Faz
tanto tempo que queria ter essa conversa com você, vó. Acho que me
faltava coragem para ir a esse lugar mais profundo, para acessar
memórias que me são tão dolorosas. Desculpe-me, Antônia, por ter
demorado.
Um
dia li um texto lindo que a artista Renata Felinto escreveu numa rede
social. Aquilo me tocou profundamente e sinto que é algo que
gostaria de ter te falado, então reproduzo nesta carta:
Eu
não sei vocês, mas aqui a gente limpa a casa todo dia. todo dia.
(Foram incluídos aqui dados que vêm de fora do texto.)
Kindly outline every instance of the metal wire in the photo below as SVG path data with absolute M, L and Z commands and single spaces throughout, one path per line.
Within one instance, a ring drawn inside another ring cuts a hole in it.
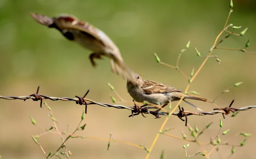
M 78 96 L 76 96 L 76 98 L 71 98 L 68 97 L 50 97 L 47 95 L 38 94 L 40 87 L 38 86 L 36 93 L 32 94 L 29 96 L 1 96 L 0 95 L 0 99 L 3 99 L 6 100 L 23 100 L 24 101 L 27 99 L 31 99 L 34 101 L 38 101 L 38 100 L 41 101 L 40 106 L 42 107 L 42 104 L 43 100 L 44 99 L 49 99 L 52 101 L 74 101 L 77 104 L 80 105 L 85 105 L 85 113 L 87 113 L 87 106 L 88 105 L 91 104 L 96 104 L 102 107 L 113 107 L 116 109 L 125 109 L 131 111 L 132 114 L 129 116 L 129 117 L 139 115 L 140 113 L 142 115 L 145 117 L 143 114 L 151 114 L 155 116 L 157 118 L 158 118 L 159 115 L 161 116 L 166 116 L 168 115 L 169 113 L 166 112 L 159 112 L 157 113 L 155 111 L 152 111 L 148 110 L 149 109 L 155 108 L 154 107 L 146 107 L 148 106 L 147 104 L 144 105 L 141 107 L 139 107 L 134 103 L 134 106 L 127 107 L 124 106 L 122 105 L 117 105 L 117 104 L 110 104 L 107 103 L 99 103 L 96 101 L 91 100 L 89 99 L 85 98 L 84 98 L 87 95 L 90 89 L 88 90 L 88 91 L 85 93 L 83 97 L 79 97 Z M 205 115 L 212 115 L 218 113 L 222 113 L 223 117 L 225 118 L 224 115 L 228 115 L 231 113 L 235 113 L 237 111 L 244 111 L 249 110 L 251 108 L 256 108 L 256 105 L 246 106 L 240 108 L 234 108 L 231 107 L 231 105 L 233 104 L 234 100 L 233 100 L 229 107 L 226 107 L 224 108 L 220 108 L 219 109 L 215 108 L 213 111 L 209 112 L 199 112 L 199 113 L 193 113 L 189 111 L 186 111 L 184 110 L 184 109 L 182 107 L 180 108 L 180 107 L 179 106 L 180 109 L 180 111 L 179 112 L 174 113 L 172 113 L 172 115 L 177 116 L 182 121 L 185 121 L 185 120 L 182 119 L 182 118 L 185 117 L 186 119 L 186 123 L 187 122 L 187 116 L 191 115 L 196 115 L 196 116 L 205 116 Z M 134 113 L 135 114 L 134 114 Z

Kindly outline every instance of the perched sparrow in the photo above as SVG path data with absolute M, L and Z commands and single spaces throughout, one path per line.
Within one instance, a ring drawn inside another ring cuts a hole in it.
M 137 74 L 134 73 L 134 77 L 133 79 L 127 80 L 126 89 L 130 95 L 136 101 L 143 102 L 146 101 L 158 105 L 163 105 L 162 108 L 163 108 L 170 102 L 179 100 L 183 95 L 181 93 L 182 90 L 144 79 Z M 185 101 L 185 99 L 207 101 L 207 99 L 201 97 L 185 95 L 183 100 L 200 110 L 202 110 Z M 160 110 L 160 109 L 157 110 L 157 112 L 158 113 Z
M 102 55 L 107 56 L 110 58 L 112 72 L 121 74 L 126 79 L 132 78 L 132 71 L 125 64 L 119 49 L 102 31 L 73 16 L 63 15 L 56 18 L 35 13 L 31 15 L 38 23 L 57 29 L 68 40 L 93 51 L 90 59 L 94 67 L 96 66 L 95 58 L 101 59 Z

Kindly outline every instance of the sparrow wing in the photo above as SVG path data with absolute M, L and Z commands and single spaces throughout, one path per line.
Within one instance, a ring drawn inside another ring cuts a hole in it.
M 46 26 L 49 26 L 54 22 L 54 18 L 36 13 L 30 13 L 31 17 L 37 22 Z
M 146 94 L 164 93 L 172 92 L 183 92 L 181 90 L 149 80 L 145 80 L 144 83 L 141 87 L 141 88 L 142 88 L 144 93 Z
M 105 47 L 117 48 L 110 38 L 104 32 L 86 22 L 70 16 L 61 16 L 55 19 L 55 23 L 63 29 L 79 31 L 83 34 L 90 36 Z

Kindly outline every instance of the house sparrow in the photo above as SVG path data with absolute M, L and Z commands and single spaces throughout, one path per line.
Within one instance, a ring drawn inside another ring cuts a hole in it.
M 167 85 L 157 83 L 151 81 L 143 79 L 139 75 L 134 73 L 133 79 L 127 80 L 126 89 L 130 95 L 136 101 L 143 102 L 146 101 L 153 104 L 162 105 L 163 108 L 169 102 L 179 101 L 183 94 L 182 90 Z M 185 101 L 185 99 L 191 99 L 207 101 L 207 100 L 203 98 L 194 95 L 185 95 L 183 100 L 196 109 L 202 111 L 192 104 Z M 157 113 L 161 110 L 158 109 Z M 156 116 L 159 118 L 159 115 Z
M 57 29 L 67 39 L 93 51 L 89 58 L 93 67 L 96 66 L 94 59 L 105 56 L 110 59 L 112 72 L 121 74 L 126 79 L 132 78 L 132 71 L 125 64 L 119 49 L 102 31 L 73 16 L 49 17 L 35 13 L 31 15 L 38 23 Z

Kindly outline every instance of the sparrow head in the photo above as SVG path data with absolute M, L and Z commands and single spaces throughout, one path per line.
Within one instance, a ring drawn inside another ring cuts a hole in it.
M 134 73 L 133 75 L 133 78 L 131 80 L 128 80 L 127 84 L 132 84 L 134 86 L 140 87 L 142 86 L 144 84 L 144 80 L 140 75 Z

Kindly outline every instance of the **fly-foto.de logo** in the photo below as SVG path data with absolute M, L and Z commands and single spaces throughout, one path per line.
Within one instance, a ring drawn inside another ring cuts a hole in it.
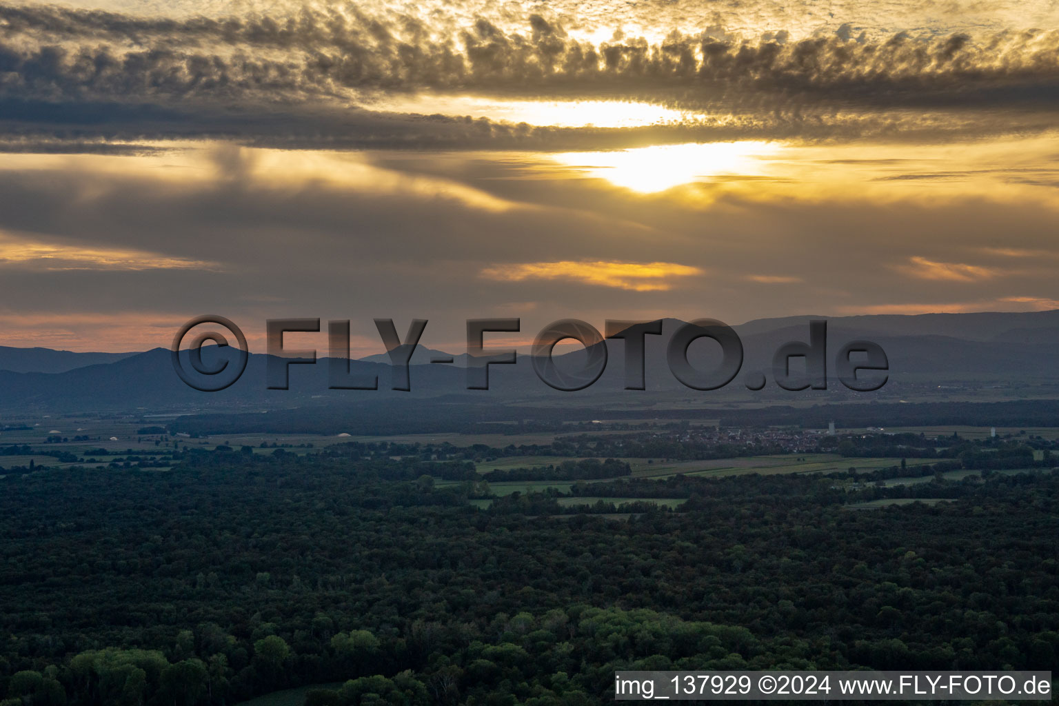
M 607 368 L 606 339 L 622 342 L 625 358 L 625 388 L 646 388 L 646 342 L 647 337 L 662 336 L 662 320 L 656 321 L 612 321 L 608 320 L 599 332 L 591 324 L 576 319 L 563 319 L 549 324 L 537 334 L 530 356 L 530 364 L 537 377 L 546 385 L 573 392 L 590 387 Z M 229 338 L 216 330 L 192 332 L 208 324 L 228 329 L 235 339 L 234 358 L 207 363 L 202 348 L 213 344 L 218 350 L 232 346 Z M 392 319 L 376 319 L 375 326 L 389 354 L 392 367 L 391 387 L 411 391 L 412 354 L 419 345 L 426 319 L 414 319 L 403 340 L 397 333 Z M 316 349 L 292 349 L 284 345 L 284 334 L 292 332 L 320 332 L 319 319 L 269 319 L 265 323 L 267 347 L 266 384 L 269 390 L 288 390 L 291 365 L 316 365 Z M 489 388 L 489 367 L 491 365 L 515 365 L 519 357 L 514 348 L 497 348 L 487 345 L 491 333 L 513 333 L 521 331 L 519 319 L 469 319 L 467 320 L 466 387 L 467 390 Z M 772 356 L 772 380 L 784 390 L 827 390 L 827 322 L 810 321 L 807 341 L 789 341 L 777 347 Z M 688 356 L 692 344 L 700 339 L 710 339 L 720 346 L 720 361 L 713 366 L 696 365 Z M 563 361 L 556 363 L 555 346 L 561 341 L 573 340 L 585 347 L 576 364 Z M 327 382 L 330 390 L 378 390 L 377 373 L 358 372 L 351 366 L 349 321 L 327 322 Z M 169 347 L 173 366 L 177 375 L 189 386 L 202 392 L 218 392 L 232 385 L 246 370 L 249 348 L 243 330 L 225 316 L 205 314 L 196 316 L 184 324 Z M 792 362 L 801 359 L 804 365 Z M 718 390 L 731 383 L 739 375 L 743 365 L 743 345 L 735 329 L 714 319 L 697 319 L 682 324 L 666 342 L 666 365 L 674 378 L 693 390 Z M 431 364 L 451 365 L 451 356 L 438 356 Z M 890 361 L 882 346 L 872 341 L 850 341 L 843 345 L 833 358 L 834 374 L 839 381 L 856 392 L 879 390 L 889 379 Z M 191 368 L 191 369 L 189 369 Z M 801 368 L 801 369 L 798 369 Z M 743 384 L 748 390 L 758 391 L 768 384 L 768 377 L 761 370 L 744 373 Z

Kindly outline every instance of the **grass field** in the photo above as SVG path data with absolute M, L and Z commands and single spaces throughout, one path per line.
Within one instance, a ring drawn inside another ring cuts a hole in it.
M 580 456 L 503 456 L 495 460 L 483 460 L 475 464 L 479 473 L 489 471 L 510 471 L 516 468 L 536 468 L 540 466 L 558 466 L 564 460 L 580 460 Z
M 634 503 L 636 501 L 643 501 L 645 503 L 653 503 L 656 505 L 662 505 L 664 507 L 680 507 L 687 501 L 682 497 L 602 497 L 602 496 L 577 496 L 577 497 L 559 497 L 560 507 L 574 507 L 576 505 L 595 505 L 598 501 L 605 503 L 613 503 L 614 506 L 618 506 L 622 503 Z M 479 509 L 486 509 L 491 504 L 492 501 L 488 499 L 475 499 L 469 501 L 471 505 Z
M 573 507 L 576 505 L 595 505 L 599 501 L 605 503 L 613 503 L 615 506 L 622 503 L 635 503 L 636 501 L 643 501 L 644 503 L 653 503 L 654 505 L 661 505 L 663 507 L 680 507 L 687 501 L 683 497 L 596 497 L 596 496 L 578 496 L 578 497 L 560 497 L 559 505 L 561 507 Z
M 283 691 L 273 691 L 264 696 L 251 699 L 250 701 L 244 701 L 235 706 L 302 706 L 305 703 L 305 694 L 309 691 L 313 689 L 338 689 L 341 686 L 341 682 L 336 682 L 333 684 L 313 684 L 312 686 L 303 686 L 297 689 L 284 689 Z
M 895 434 L 912 433 L 926 434 L 927 436 L 952 436 L 955 432 L 966 439 L 984 439 L 991 433 L 990 427 L 886 427 L 887 432 Z M 842 429 L 840 432 L 860 432 L 859 429 Z M 1020 432 L 1026 432 L 1026 436 L 1040 436 L 1045 439 L 1059 438 L 1059 427 L 998 427 L 997 436 L 1013 434 L 1021 436 Z

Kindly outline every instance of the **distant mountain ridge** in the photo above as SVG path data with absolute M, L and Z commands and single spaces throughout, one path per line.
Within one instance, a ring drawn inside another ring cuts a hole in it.
M 828 322 L 828 375 L 833 379 L 833 360 L 839 347 L 851 340 L 868 339 L 881 345 L 890 358 L 890 382 L 865 398 L 851 395 L 839 384 L 827 391 L 788 392 L 771 384 L 772 356 L 784 343 L 808 341 L 808 322 L 815 316 L 759 320 L 736 326 L 744 349 L 739 375 L 720 391 L 700 392 L 683 387 L 665 360 L 666 344 L 683 322 L 667 319 L 662 336 L 647 336 L 646 391 L 624 390 L 624 348 L 621 340 L 607 340 L 607 367 L 592 386 L 563 393 L 539 380 L 530 356 L 517 365 L 496 365 L 489 370 L 489 391 L 467 390 L 463 365 L 466 354 L 447 354 L 418 346 L 410 370 L 411 392 L 391 390 L 393 368 L 387 354 L 349 361 L 349 372 L 360 380 L 378 379 L 378 390 L 330 390 L 328 359 L 315 365 L 290 365 L 290 390 L 268 390 L 269 356 L 251 354 L 245 375 L 234 385 L 218 393 L 202 393 L 185 385 L 173 369 L 172 354 L 156 348 L 140 354 L 74 354 L 41 348 L 0 348 L 0 364 L 11 361 L 20 369 L 0 369 L 0 409 L 5 412 L 150 410 L 166 412 L 249 412 L 313 406 L 325 403 L 360 403 L 365 400 L 439 399 L 467 396 L 500 404 L 617 404 L 649 408 L 670 403 L 679 397 L 688 403 L 756 404 L 802 402 L 898 401 L 914 393 L 921 401 L 944 399 L 951 390 L 1011 388 L 1054 390 L 1059 399 L 1059 311 L 1030 313 L 926 314 L 917 316 L 842 316 Z M 966 325 L 963 325 L 965 322 Z M 602 322 L 599 322 L 602 324 Z M 486 341 L 488 347 L 488 341 Z M 689 348 L 693 363 L 700 369 L 716 364 L 715 345 L 696 343 Z M 320 354 L 326 355 L 326 350 Z M 214 354 L 209 354 L 210 356 Z M 557 362 L 574 364 L 584 351 L 556 355 Z M 4 358 L 6 356 L 6 358 Z M 181 354 L 186 359 L 186 351 Z M 432 363 L 451 357 L 452 363 Z M 73 367 L 70 367 L 73 366 Z M 43 368 L 43 369 L 41 369 Z M 760 392 L 746 390 L 743 375 L 760 370 L 770 384 Z M 1051 387 L 1048 387 L 1051 385 Z M 1045 393 L 1033 392 L 1038 398 Z M 666 401 L 668 400 L 668 401 Z
M 115 363 L 134 352 L 75 352 L 52 348 L 0 346 L 0 370 L 12 373 L 66 373 L 87 365 Z

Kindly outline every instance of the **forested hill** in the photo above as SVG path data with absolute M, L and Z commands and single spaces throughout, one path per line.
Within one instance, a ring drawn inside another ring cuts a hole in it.
M 610 703 L 615 669 L 1059 654 L 1056 472 L 875 511 L 831 477 L 670 478 L 682 511 L 615 521 L 475 509 L 416 463 L 216 451 L 0 479 L 4 706 L 328 682 L 313 704 L 574 706 Z

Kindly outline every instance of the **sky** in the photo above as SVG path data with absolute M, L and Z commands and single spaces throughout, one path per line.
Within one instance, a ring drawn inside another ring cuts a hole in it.
M 0 344 L 1059 308 L 1059 2 L 0 2 Z M 325 325 L 326 326 L 326 325 Z M 302 341 L 326 347 L 326 333 Z

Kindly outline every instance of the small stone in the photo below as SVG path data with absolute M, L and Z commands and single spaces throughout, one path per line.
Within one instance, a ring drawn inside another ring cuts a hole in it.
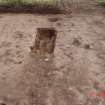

E
tem umas limpezas que eu tenho certeza que só ocorreriam naquela
faxina de fim de ano. Coisa que talvez a gente nunca limpasse se não
fosse esse contexto de estar 24h em casa e se deparar a todo momento
com aquela situação que te incomoda, independente de ter toc ou
qualquer outro transtorno.
Eu
sei que pra o povo preto tem um agravante. Apesar de todo mundo saber
que a gente sempre limpou das casas grandes aos triplex, tem aquela
coisa de “sou pobre, mas sou limpa”, que não sai da gente assim
como os xingamentos absolutamente infundados de “preta fedida”, e
vira uma neura manter a casa limpíssima, ainda que não receba
ninguém em casa nesse momento. Então ninguém vai reparar e não
vai precisar dizer “desculpa alguma coisa”. Olha amiga, pega o
racismo disfarçado de uma mania de limpeza e coloca no molho, deixa
lá até dissolver. Depois joga no ralo.
Abandona
esses estigmas que nos imprimiram devido a muitas violências
históricas. Varre o chão se estiver sujo e não precisa passar dez
panos com desinfetante ou lavar e esfregar todo dia. Deixar uma
panela pra mais tarde também não é problema.
Fazer
um almoço mais simples nesse domingo também não tem problema.
Almoço de domingo dá um super trabalho! Faz um prato mais simples e
não menos saboroso e temperado de afeto.
Vai
ver um filme. Fica no celular com as pessoas de quem gosta. Arruma as
fotos de família. Separa as roupas que pode doar. Cuida das plantas.
Penteia as crias. Fica de boa.
As
coisas mudaram. O tempo é outro. O Tempo/Troco chegou para nos
ensinar. Se vai trabalhar amanhã na rua, descansa minimamente. Se
vai ficar em casa, descansa também porque tá puxado dentro de casa.
É pra gente mudar a forma de agir e pensar. É pra gente ter cuidado
com a gente. Com nosso interior. Permita-se ver uma coisinha
desarrumada, ser menos pretensiosa na cozinha, estar mais à vontade,
ficar em silêncio. Faça as coisas que as nossas mais velhas não
podiam fazer: tentar respirar. Se não for por você, faz por elas.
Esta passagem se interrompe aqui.